We here present a study of crop adaptation in an area where households experience climate stress and cultivate crops for which climate change models project adverse effects on future yield. This paper is a contribution towards bridging the gap between different scholarly traditions on climate change adaptation. We apply a combination of the livelihood approach and seed system perspectives when addressing the following research questions: (a) Is crop adaptation an important adaptation strategy? (b) What livelihood factors are associated with practicing on-farm adaptation activities in general and crop adaptation in particular? (c) What is the role of genetic resources and seed systems in crop adaptation?

Methods

Study site and impact projections

The current study was carried out during the harvest season in 2010 in two Tanzanian villages: Mangae in the Morogoro district and Laikala in the Dodoma district (Figure 1). The agricultural sector is the main source of employment and livelihood for 77.5% of the population in Tanzania [37]. Despite food self-sufficiency at the national level, one third of the population is unable to meet their dietary energy requirements [38]. Maize is the largest crop, produced on 58% of the total cereal area in 2010, and sorghum is the third most produced crop nationally after maize and rice [39]. We used three criteria to select study sites: (1) the sites are located in areas with projected negative effects of climate change on maize and sorghum production, (2) agriculture is today climatically stressed and (3) maize and sorghum are major crops in the agricultural part of people’s livelihood.

Figure 1
figure 1

Map of study sites and maize production impacts. Tanzania and the villages Mangae in the Morogoro district and Laikala in the Dodoma district. Simulated change in percentage of maize yield in 2050 compared to current conditions in 10 arc-minute grids based on the mean value from the CERES-Maize model run on downscaled data from two GCMs and two SRES scenarios (HadCM3 and ECHam 4 models, A1 and B1 scenarios). Map based on data from Thornton et al. [4].

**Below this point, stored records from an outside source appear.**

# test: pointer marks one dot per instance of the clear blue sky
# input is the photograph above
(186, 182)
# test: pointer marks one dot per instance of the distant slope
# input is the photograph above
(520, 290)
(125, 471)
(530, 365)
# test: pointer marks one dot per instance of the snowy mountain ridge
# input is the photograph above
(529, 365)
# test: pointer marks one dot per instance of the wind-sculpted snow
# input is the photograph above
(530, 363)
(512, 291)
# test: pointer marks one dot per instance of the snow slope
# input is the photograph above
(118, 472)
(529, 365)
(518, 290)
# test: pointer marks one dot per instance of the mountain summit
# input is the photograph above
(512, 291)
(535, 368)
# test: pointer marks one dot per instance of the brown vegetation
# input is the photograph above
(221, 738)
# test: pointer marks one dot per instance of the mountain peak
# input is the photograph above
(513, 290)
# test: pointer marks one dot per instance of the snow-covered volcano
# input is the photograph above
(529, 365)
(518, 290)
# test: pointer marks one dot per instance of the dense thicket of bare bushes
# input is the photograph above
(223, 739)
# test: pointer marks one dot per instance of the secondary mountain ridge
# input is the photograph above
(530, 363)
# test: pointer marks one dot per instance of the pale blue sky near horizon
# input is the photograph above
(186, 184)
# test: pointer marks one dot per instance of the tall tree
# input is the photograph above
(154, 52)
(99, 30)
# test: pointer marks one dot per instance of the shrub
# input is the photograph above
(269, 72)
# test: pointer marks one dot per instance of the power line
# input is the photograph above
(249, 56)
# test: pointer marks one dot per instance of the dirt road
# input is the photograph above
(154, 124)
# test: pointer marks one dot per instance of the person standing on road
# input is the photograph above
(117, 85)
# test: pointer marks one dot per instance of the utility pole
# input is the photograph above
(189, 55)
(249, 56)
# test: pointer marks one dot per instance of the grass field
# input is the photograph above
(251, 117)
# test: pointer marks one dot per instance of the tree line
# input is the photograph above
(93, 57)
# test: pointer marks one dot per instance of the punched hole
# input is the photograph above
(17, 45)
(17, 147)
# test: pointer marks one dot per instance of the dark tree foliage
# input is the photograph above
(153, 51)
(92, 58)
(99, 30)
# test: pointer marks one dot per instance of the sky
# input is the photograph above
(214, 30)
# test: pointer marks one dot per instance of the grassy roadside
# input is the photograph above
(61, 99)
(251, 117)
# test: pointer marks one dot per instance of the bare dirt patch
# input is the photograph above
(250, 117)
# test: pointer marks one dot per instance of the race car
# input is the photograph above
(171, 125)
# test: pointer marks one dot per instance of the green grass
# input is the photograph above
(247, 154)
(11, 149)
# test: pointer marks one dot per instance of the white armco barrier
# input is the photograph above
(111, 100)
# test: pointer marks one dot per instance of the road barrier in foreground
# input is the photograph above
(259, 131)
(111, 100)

Impact projections for maize and sorghum yields vary according to the scale and model used. At the regional SSA scale, Schlenker and Lobell [40] coupled historical crop production data with predictions for temperature and precipitation changes from 16 climate change models under the A1b emission scenario of the IPCC, and projected aggregate production losses of 17% for sorghum and 22% for maize by mid-century. For Tanzania, the nationally projected impact of a 2°C seasonal temperature increase is an 8.8% reduction of sorghum yield and 13% for maize in the same period [41]. Thornton et al. [4] ran the biophysical crop model CERES-Maize [42] with a fine spatial resolution (10 arc-minute grids or ~18 km resolution) across East Africa, and predicted that the semi-arid region in Tanzania is one of the areas where maize yields are likely to be reduced by 20% or more. The villages in the current study are located in areas where maize production is predicted to be adversely affected (Figure 1).

Theoretical framework and statistical methods

We used a livelihood approach [43, 44] to study adaptation and assess the relative importance of crop adaptation in light of the institutional context and other adaptation options accessible to the households. Drawing on the seed system literature [17, 25, 27], we study seed systems as the institutions that mediate access to genetic resources. Furthermore, we analyze the association between different categories of genetic resources and a range of production and consumption variables, drawing on the socio-economic literature on the benefits of different types of crop varieties [24, 45].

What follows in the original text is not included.